By reissuing this 1970 Mama Africa’s album, the English label is boosting awareness of the major political events that marked the life of one of the most pan-African voices of all time.
Miriam Makeba said: “Any other singer can sing a love song and the audience will think about lovers lost and found. When I sing a love song it is a metaphor for the yearning of a subjugated people to be free.”
Her career went hand in hand with political engagement, leading her to sing for the birthday of U.S. President John Fitzgerald Kennedy in 1962, just before she became a veritable international star following the success of “Pata Pata” in 1967.
Yet her commitment to combating oppression eventually led to FBI investigation in the late 1960s, with many concerts being canceled in an environment of fear and control: “With the Vietnam War, student protests and riots in the ghettos, everyone is afraid there will be a big black uprising.”
The Reprise label also terminated her contract and she decided to move to Guinea-Conakry, after receiving an invite from President Ahmed Sékou Touré. The producer Lewis Merenstein accompanied her for her album Keep Me In Mind, whose title “Lumumba,” a tribute to the Congolese Independence fighter Miriam did alongside her daughter Bongi, has already been released.

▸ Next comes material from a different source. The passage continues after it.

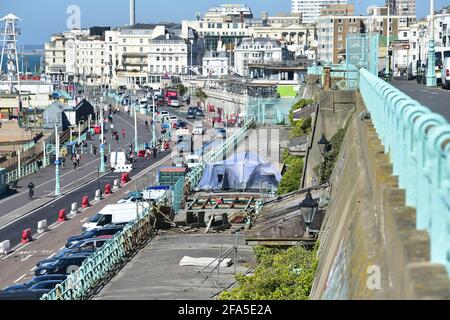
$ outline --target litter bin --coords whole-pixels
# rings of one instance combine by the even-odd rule
[[[75,154],[75,144],[75,141],[66,143],[67,155],[69,157],[72,157]]]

Bongi later named her son Lumumba. A testimony in more ways than one, this record comes with rare photographs giving an account of this period deep political upheaval.
Nelson Mandela said of this singer, the day after her death, at the age of 76: “She was the first South African lady of song and deserved her nickname of ‘Mama Africa’. She was the mother of our struggle and of our young nation.” One of the most prominent voices of pan-Africanism, however, liked to remind: “I do not sing politics, I only sing the truth.”